We conducted a retrospective 1-year observation study in 95 Japanese hospitalized patients (83.3 ± 9.7 years old) receiving nutrition through a feeding tube. The anticholinergic cognitive burden scale (ACBs) was used as an index for quantifying the anticholinergic action.
Thirty-six (37.9%) subjects recovered from tubal to oral feeding during the observation period. The logistic regression models showed that an increased number of prescribed medications and an increase in ACBs decreased the incidence of recovery from tubal feeding (odds ratio [95% confidence interval]: 0.66 [0.50-0.87], P = 0.003 and 0.52 [0.29-0.92], P = 0.024, respectively). Furthermore, the cumulative incidence of recovery from tubal feeding was significantly lower in the subjects who were given an additional ≥3 medications during the observation period than in those who were not (hazard ratio [95% confidence interval]: 0.08 [0.01-0.59], P = 0.014).
The findings of this study suggest that an increased exposure to medications, especially anticholinergics, may be an important factor interfering with recovery from tubal feeding in hospitalized elderly patients.
一些药物,如抗胆碱能药物,被认为会对吞咽功能产生不利影响;然而,为了预防老年人群的进食功能障碍,是否应避免使用抗胆碱能药物或多种药物仍然不清楚。因此,我们研究了药物的使用种类或抗胆碱能药物的使用是否与老年住院患者经鼻饲管喂养的恢复有关。
我们对 95 名接受鼻饲管喂养的日本住院患者(83.3±9.7 岁)进行了为期 1 年的回顾性观察研究。抗胆碱能认知负担量表(ACBs)被用作量化抗胆碱能作用的指标。

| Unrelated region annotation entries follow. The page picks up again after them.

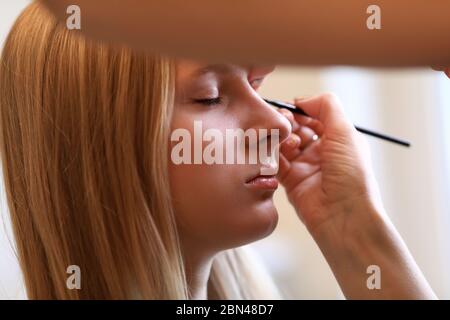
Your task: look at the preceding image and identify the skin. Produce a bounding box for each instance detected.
[44,0,450,69]
[169,60,291,298]
[169,61,436,299]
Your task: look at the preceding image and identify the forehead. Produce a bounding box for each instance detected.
[176,60,275,78]
[176,60,250,78]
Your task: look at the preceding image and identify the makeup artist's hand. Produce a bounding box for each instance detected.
[279,94,382,234]
[278,94,436,299]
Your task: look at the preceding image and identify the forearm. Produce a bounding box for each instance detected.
[313,202,436,299]
[44,0,450,66]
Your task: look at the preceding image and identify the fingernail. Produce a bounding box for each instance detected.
[287,135,300,147]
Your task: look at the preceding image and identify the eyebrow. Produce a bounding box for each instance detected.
[192,64,243,77]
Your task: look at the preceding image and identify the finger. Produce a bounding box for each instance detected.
[295,93,354,132]
[277,153,291,181]
[294,115,323,137]
[296,126,317,149]
[278,109,299,131]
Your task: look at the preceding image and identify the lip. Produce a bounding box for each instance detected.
[245,175,278,190]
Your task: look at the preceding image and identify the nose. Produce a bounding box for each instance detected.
[239,93,292,143]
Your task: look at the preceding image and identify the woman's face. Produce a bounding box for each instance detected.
[169,60,291,252]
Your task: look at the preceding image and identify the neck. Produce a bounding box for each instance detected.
[185,252,213,300]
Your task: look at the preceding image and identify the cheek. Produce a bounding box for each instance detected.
[169,160,278,250]
[169,110,278,250]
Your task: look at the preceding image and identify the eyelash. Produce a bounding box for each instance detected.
[195,79,261,106]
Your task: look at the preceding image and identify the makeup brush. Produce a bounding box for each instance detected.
[264,99,411,147]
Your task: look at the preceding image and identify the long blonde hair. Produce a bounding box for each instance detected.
[0,2,278,299]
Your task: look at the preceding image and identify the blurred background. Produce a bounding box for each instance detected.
[0,0,450,299]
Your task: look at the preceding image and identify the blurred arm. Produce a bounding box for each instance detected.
[43,0,450,66]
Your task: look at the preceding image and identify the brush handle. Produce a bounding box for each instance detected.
[264,99,411,147]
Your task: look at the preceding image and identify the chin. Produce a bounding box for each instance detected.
[234,199,278,245]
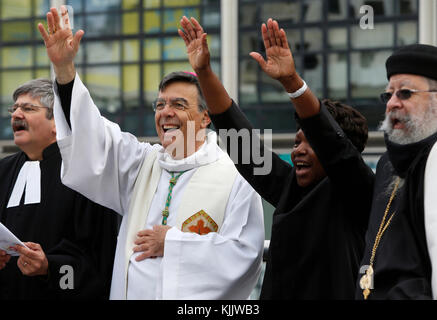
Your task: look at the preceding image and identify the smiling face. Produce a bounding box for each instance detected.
[380,74,437,144]
[155,81,211,158]
[291,130,326,187]
[11,94,56,160]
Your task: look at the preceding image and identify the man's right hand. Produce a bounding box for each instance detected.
[38,6,84,84]
[0,250,11,270]
[178,16,210,73]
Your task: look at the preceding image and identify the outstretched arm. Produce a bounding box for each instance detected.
[178,16,232,114]
[178,17,320,118]
[38,6,84,84]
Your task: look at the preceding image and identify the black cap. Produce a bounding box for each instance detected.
[385,44,437,80]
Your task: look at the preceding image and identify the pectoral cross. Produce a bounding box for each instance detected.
[360,266,373,300]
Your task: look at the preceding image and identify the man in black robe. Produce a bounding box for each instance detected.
[179,17,374,299]
[0,79,118,299]
[356,44,437,299]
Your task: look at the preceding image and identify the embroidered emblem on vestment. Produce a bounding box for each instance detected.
[181,210,218,235]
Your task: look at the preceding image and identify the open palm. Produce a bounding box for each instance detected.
[38,8,84,66]
[178,17,210,70]
[250,19,296,80]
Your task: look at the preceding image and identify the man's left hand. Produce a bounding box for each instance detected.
[14,242,49,276]
[134,226,171,261]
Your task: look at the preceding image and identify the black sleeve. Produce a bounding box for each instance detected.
[56,79,74,128]
[46,194,119,300]
[211,102,293,206]
[298,104,375,225]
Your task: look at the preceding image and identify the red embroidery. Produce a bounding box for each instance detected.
[188,220,211,235]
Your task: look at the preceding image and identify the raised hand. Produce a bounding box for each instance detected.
[178,16,210,72]
[38,6,84,84]
[250,19,296,81]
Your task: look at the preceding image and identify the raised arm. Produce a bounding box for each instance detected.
[38,6,85,84]
[178,17,320,119]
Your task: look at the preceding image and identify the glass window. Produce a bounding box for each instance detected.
[35,68,51,79]
[143,63,162,105]
[0,21,33,41]
[85,41,120,63]
[351,51,392,99]
[328,28,347,49]
[0,46,32,68]
[327,53,347,100]
[302,53,323,97]
[36,45,50,67]
[66,0,83,13]
[144,10,161,33]
[34,0,50,17]
[162,37,187,60]
[85,0,121,12]
[351,23,394,49]
[144,38,161,61]
[121,12,140,34]
[304,28,323,51]
[0,70,32,104]
[239,3,258,27]
[397,22,417,46]
[261,1,301,23]
[143,0,161,9]
[0,0,32,19]
[86,66,121,113]
[121,0,138,10]
[86,12,120,37]
[327,0,349,21]
[398,0,418,15]
[239,58,258,105]
[350,0,394,19]
[123,40,140,62]
[123,65,140,109]
[164,0,201,7]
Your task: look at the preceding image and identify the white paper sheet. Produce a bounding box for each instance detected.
[0,222,25,256]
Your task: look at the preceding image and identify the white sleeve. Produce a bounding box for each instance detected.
[160,175,264,299]
[54,75,158,215]
[423,144,437,299]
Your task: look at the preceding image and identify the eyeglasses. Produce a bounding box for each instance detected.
[8,103,48,114]
[152,98,189,112]
[379,89,437,104]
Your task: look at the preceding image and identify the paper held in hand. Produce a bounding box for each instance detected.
[0,223,26,256]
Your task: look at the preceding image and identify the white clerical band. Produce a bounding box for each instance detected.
[287,80,308,99]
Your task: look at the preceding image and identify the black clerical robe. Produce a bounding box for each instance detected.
[0,143,119,299]
[356,134,437,299]
[211,100,374,299]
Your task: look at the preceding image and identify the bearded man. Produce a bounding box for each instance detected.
[356,44,437,299]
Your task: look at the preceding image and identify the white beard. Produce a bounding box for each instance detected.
[379,101,437,144]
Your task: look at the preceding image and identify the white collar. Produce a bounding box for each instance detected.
[158,131,224,172]
[7,161,41,208]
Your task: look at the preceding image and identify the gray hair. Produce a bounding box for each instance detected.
[12,78,55,120]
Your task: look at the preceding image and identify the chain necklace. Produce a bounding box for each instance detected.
[360,177,401,300]
[161,171,186,226]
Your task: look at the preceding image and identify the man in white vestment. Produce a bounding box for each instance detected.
[38,7,264,299]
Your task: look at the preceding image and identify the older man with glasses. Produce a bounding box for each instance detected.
[0,79,118,300]
[39,5,264,300]
[356,44,437,299]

在观察期间,有 36 名(37.9%)患者从经鼻饲管喂养恢复到经口喂养。逻辑回归模型显示,处方药物数量的增加和 ACBs 的增加降低了经鼻饲管喂养恢复的发生率(比值比[95%置信区间]:0.66[0.50-0.87],P=0.003 和 0.52[0.29-0.92],P=0.024)。此外,在观察期间接受≥3 种附加药物的患者,其经鼻饲管喂养恢复的累积发生率明显低于未接受药物的患者(风险比[95%置信区间]:0.08[0.01-0.59],P=0.014)。
本研究结果表明,药物暴露的增加,尤其是抗胆碱能药物的暴露,可能是干扰老年住院患者经鼻饲管喂养恢复的一个重要因素。